I went to the gym – I recall thinking “I can’t do that”  I had pre-conceived ideas that they’d all be fit gym bunnies and Ifound myself mentally comparing me and them. The reality was, no one cared, they were all on their own journey andnow if I see someone who is new in the gym, I always smile – in my eyes they’re already awesome for being in the arena!

I watched a Zumba session and I thought “that looks so much fun” but “I couldn’t do that” and then I Googled to find my local one – I went along and for the whole class (at the back) and felt like I just couldn’t get the moves. I went back week after week and gradually, I got the hang of it.
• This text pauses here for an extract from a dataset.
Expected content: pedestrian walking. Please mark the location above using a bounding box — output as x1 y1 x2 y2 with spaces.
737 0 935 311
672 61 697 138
A few weeks ago, the instructor was running late and we needed a volunteer to lead the warm up – I got up on that stage and threw myself into it! Even more awesome, my 15 year old daughter followed in my steps a few weeks later – what would I have role-modelled if I’d listened to my self-talk of “I couldn’t do that”?

I speak to my counsellor and he is helping me think about eating food without shame – that’s a new concept to me, I’m re-learning how to eat as an adult and I’ve stopped labelling myself as a binge-eater, as that’s in the past.

Guess what I learnt from the above?

“I could do that!”

So what’s next for me?

As I mentioned earlier, today sees the launch of my new business The Leadership Coaches – a team of fantastic leadership coaches who work alongside people of all levels in organisations and with individuals to help them achieve their unfulfilled goals.

I will continue to recognise and challenge my unhelpful thinking and turn my negative self-talk into empowering self-talk.

I’ve also discovered my joy of helping others through volunteering and making a difference where I can, so that will continue to feature heavily as I live my values.

So what’s next for you?

I hope that as you’ve read this, you’ve connected with your own self-talk. Your thoughts are so powerful, so as you move into 2020, I encourage you to give yourself the gift of taking back control of those unhelpful thoughts and feel empowered to be the awesome individual you are!

May 2020 be a wonderful year for you all!